Keyboard Builders' Digest / Tips & Tricks
Truchet tiles
Random Truchet tiles on your PCB's silk screen.
Published May 1, 2022
I love stumbling upon topics which lead me to a chain reaction of unexpected discoveries – and ButteredBread5255's post on his Sweep-based split was exactly this kind of submission.
I put some squiggles on the silkscreen to make it look cool – ButteredBread5255.
As it turns out, the author wanted a pattern that felt organic and that you couldn’t tell if it was random or not.
He ended up with (quote) "Truchet tiling of the Rule 30 cellular automata".
This überfancy expression paralyzed my brain for a few seconds but then I turned to Wikipedia as the perpetrator suggested.
Truchet tiles
So Truchet tiles, first described by Sébastien Truchet in 1704, are various square tiles decorated with "patterns that are not rotationally symmetric".
Still too fancy of an explanation? That means simply by rotating them you have a new tile and by arranging them on a plane, they create cool patterns.
The original Truchet tile is simply this one divided into two parts along the diagonal. Rotating this results in four different tiles/orientations:
The quarter-cirlce one on ButteredBread's PCB (below) was popularized by Cyril Stanley Smith (1987). It has only two "states" but can create spectacular patterns.
So filling an area with these tiles, oriented randomly, results in cool patters. But ButteredBread took it to the next level by applying the rules of #30 cellular automaton to make his Truchet tiles more organic.
Cellular automata
A cellular automaton is an iterative array, a set of cells (e.g. pixels or tiles) with on/off states (or orientations), their neighborhood, and a ruleset to generate the next iteration.
A new generation is created (advancing t by 1), according to some fixed rule (generally, a mathematical function) that determines the new state of each cell in terms of the current state of the cell and the states of the cells in its neighborhood.
A good example is Conway's Game of Life.
Cellular automata can work in any dimensions, but one-dimensional cellular automata are especially great because they can easily be represented visually as an image: e.g. each line is a consecutive generation of a cellular automaton (source).

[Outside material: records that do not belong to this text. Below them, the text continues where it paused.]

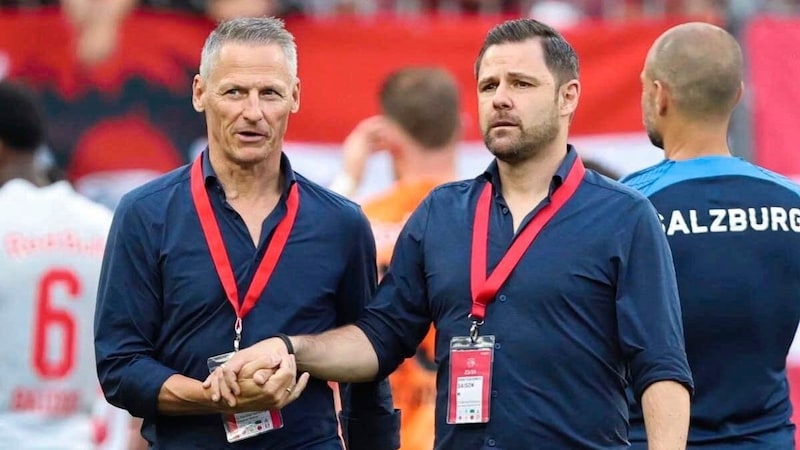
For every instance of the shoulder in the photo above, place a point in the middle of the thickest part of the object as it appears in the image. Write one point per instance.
(153, 192)
(326, 203)
(603, 185)
(649, 179)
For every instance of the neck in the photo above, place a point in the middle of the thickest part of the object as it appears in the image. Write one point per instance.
(21, 166)
(248, 182)
(531, 177)
(695, 139)
(419, 164)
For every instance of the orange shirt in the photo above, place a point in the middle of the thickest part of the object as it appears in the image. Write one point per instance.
(414, 382)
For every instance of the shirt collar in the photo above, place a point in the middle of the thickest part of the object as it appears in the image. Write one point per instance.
(492, 173)
(286, 171)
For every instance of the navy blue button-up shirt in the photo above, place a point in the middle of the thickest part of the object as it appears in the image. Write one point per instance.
(162, 310)
(592, 304)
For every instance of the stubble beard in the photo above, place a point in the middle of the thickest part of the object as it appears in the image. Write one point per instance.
(530, 142)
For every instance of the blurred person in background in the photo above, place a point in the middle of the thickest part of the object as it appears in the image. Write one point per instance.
(419, 125)
(734, 231)
(234, 248)
(51, 244)
(550, 287)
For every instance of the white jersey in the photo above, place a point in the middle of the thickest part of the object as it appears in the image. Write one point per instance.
(51, 248)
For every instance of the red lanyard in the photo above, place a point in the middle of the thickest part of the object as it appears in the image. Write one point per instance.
(484, 289)
(210, 226)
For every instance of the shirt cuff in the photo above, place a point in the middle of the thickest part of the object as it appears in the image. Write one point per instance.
(668, 364)
(375, 432)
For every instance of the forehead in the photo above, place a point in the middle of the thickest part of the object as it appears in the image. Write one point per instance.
(522, 57)
(236, 59)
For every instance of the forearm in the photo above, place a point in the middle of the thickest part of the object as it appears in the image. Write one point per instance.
(665, 405)
(181, 395)
(344, 354)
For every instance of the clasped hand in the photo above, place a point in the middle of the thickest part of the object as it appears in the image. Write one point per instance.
(260, 377)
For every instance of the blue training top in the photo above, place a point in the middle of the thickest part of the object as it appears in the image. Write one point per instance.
(734, 232)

And Stephen Wolfram, British-American computer scientist, has researched exactly this field for decades: one-dimensional cellular automata.

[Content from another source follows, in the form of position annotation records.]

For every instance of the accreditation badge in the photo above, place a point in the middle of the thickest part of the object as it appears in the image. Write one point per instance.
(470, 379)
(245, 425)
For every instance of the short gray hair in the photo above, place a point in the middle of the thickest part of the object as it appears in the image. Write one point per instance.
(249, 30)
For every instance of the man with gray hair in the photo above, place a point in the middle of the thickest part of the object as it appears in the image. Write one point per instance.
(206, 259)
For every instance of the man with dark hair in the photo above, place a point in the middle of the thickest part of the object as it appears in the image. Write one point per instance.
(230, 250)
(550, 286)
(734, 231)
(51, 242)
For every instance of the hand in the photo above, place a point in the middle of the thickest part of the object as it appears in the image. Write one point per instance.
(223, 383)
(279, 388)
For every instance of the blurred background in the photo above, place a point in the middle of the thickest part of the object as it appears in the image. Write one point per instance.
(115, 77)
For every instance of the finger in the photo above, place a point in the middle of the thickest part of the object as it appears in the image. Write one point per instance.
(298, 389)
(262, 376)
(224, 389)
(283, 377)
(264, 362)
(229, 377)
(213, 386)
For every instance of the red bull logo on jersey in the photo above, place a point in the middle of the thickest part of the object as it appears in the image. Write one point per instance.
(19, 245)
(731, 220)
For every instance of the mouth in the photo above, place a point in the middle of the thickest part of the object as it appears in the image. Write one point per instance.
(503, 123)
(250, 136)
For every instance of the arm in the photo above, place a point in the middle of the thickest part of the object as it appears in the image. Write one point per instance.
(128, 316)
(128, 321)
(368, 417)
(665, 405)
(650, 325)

The color of a cell is defined by the color of that cell and its immediate neighbors. There turn out to be a total of 256 possible sets of rules and these choices are numbered from 0 to 255.
Rule 30 cellular automaton
Many of the rules generate meh images, but even though all the rules are very simple, some of them show remarkably complex behavior.
The first in the list that does that is rule 30 – Wolfram's favorite example:
Others may be fascinated by it too because there are even buildings decorated with the rule 30 pattern.
How to reconstruct the pattern
Unfortunately, I wasn't able to contact ButteredBread, but here is his workflow according to the original post:
I wrote a program in JavaScript to make the pattern, imported it into Inkscape to rotate and position it, then exported it from Inkscape and imported it into Kicad – ButteredBread5255.
Well, there are plenty of Truchet tile generators out there. They won't generate the tiles according to cellular automata but spicing it up with pretty much any randomization method may result in similarly cool patterns.
I made a quick and dirty Truchet generator for myself but it has to be cleaned up before publishing.
Finally, a similar concept with a one-liner: “10 PRINT CHR$(205.5+RND(1)); : GOTO 10” – and this is arguably one of the nerdiest book titles ever.
Published on Sun 1st May 2022. Featured in KBD #76.